Prof A Olowofoyeku (The African Chief) wrote:
On 18 May 2004 at 4:21, Frank Heckenbach wrote:
[....]
The problem, as you can see, is the backspace used in Mingw (in the return value of "--print-file-name=units".
I've only taken care about it for DJGPP so far. Try putting the mingw target description instead of `i386-pc-msdosdjgpp' in line 107 of the Makefile:
ifeq ($(PLATFORM),i386-pc-msdosdjgpp)
Changing it to this: ifeq ($(PLATFORM),mingw32) solves that problem.
OK. Is this the only target description that occurs in mingw? Did you try it under MSYS and Cygwin? (Just so I can add all necessary target descriptions to the Makefile next time.)
However, later on, I get this:
"gpc -c -s -O2 -march=i486 -mcpu=i686 -I /src/mingw/gcc-3.2.3-20030504- 1/build/gp-0.54 /src/mingw/gcc-3.2.3-20030504-1/build/gp-0.54\gp- parse.c gpc.exe: d:/src/mingw/gcc-3.2.3-20030504-1/build/gp-0.54gp-parse.c: No such file or directory gpc.exe: no input files make: *** [gp-parse.o] Error 1"
Moving "DIR_SEPARATOR=/" to the line just before: "OBJECTS=gpc.o pipes.o pipesc.o stringutils.o fileutils.o md5.o gp- parse.o gp.o $(VERSION_OBJECTS)"
solves that problem too. But this is of course not a satisfactory solution.
Perhaps it is. I think I was a bit overzealous with DIR_SEPARATOR. Replacing `$(real_srcdir)$(DIR_SEPARATOR)' with `$(real_srcdir)/' in the Makefile (which has the same effect as your resetting DIR_SEPARATOR) seems to work OK for DJGPP.
Most of all, it's good that it runs under Mingw at all. That was probably the hardest target (least POSIX like and I couldn't test it at all).

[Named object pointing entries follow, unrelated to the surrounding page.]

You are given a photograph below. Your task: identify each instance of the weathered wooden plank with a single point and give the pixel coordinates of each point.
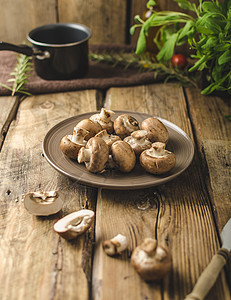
(18, 18)
(212, 131)
(181, 216)
(35, 262)
(106, 19)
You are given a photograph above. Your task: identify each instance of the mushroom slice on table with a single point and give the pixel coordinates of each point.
(152, 262)
(71, 144)
(116, 245)
(124, 156)
(104, 119)
(157, 160)
(91, 126)
(108, 138)
(95, 155)
(44, 203)
(124, 125)
(138, 141)
(157, 131)
(74, 224)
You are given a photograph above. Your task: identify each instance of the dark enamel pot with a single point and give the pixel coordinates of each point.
(60, 51)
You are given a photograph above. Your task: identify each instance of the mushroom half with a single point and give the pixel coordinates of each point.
(157, 131)
(74, 224)
(152, 262)
(44, 203)
(157, 160)
(95, 155)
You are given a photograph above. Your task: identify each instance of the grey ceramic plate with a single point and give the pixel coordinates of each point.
(179, 143)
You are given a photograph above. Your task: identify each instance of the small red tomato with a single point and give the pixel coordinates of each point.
(179, 61)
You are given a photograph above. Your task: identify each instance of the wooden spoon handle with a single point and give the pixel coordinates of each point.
(209, 276)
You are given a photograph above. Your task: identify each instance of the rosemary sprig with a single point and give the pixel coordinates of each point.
(144, 62)
(20, 75)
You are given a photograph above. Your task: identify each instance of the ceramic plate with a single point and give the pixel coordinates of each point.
(179, 143)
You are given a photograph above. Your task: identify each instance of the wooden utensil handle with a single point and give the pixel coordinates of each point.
(209, 276)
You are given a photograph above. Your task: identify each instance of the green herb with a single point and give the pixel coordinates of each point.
(208, 33)
(20, 75)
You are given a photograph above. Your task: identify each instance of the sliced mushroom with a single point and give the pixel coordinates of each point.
(95, 155)
(157, 160)
(124, 156)
(91, 126)
(44, 203)
(74, 224)
(124, 125)
(116, 245)
(152, 262)
(108, 138)
(157, 131)
(104, 119)
(71, 144)
(138, 141)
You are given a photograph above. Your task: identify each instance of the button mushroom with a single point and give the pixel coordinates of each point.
(71, 144)
(152, 262)
(108, 138)
(116, 245)
(74, 224)
(157, 131)
(124, 125)
(43, 203)
(91, 126)
(95, 155)
(138, 141)
(104, 119)
(124, 156)
(157, 160)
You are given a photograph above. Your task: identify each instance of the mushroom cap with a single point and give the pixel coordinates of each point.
(138, 141)
(124, 125)
(91, 126)
(95, 154)
(74, 224)
(108, 138)
(69, 148)
(152, 262)
(44, 203)
(124, 156)
(157, 131)
(157, 160)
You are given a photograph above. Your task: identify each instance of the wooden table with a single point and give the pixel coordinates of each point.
(186, 214)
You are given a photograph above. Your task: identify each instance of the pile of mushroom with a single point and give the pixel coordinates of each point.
(100, 143)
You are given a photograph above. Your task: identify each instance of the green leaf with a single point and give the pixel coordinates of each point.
(225, 57)
(167, 50)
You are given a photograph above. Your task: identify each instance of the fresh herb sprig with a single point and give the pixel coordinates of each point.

I have run gp through a number of tests (under Mingw). It is pretty cool! Many congratulations to Frank for a very neat tool.
Thanks.
I have a number of observations/suggestions:
- I see that the GPC_UNIT_PATH environment variable is not used, even
though the compiler proper uses it. It would be very nice if gp would use it too.
OK.
- Any chance of gp using a configuration file
Yes. I'm planning this (and have already started writing it). But I didn't want to delay the initial release any further, so I made it without it.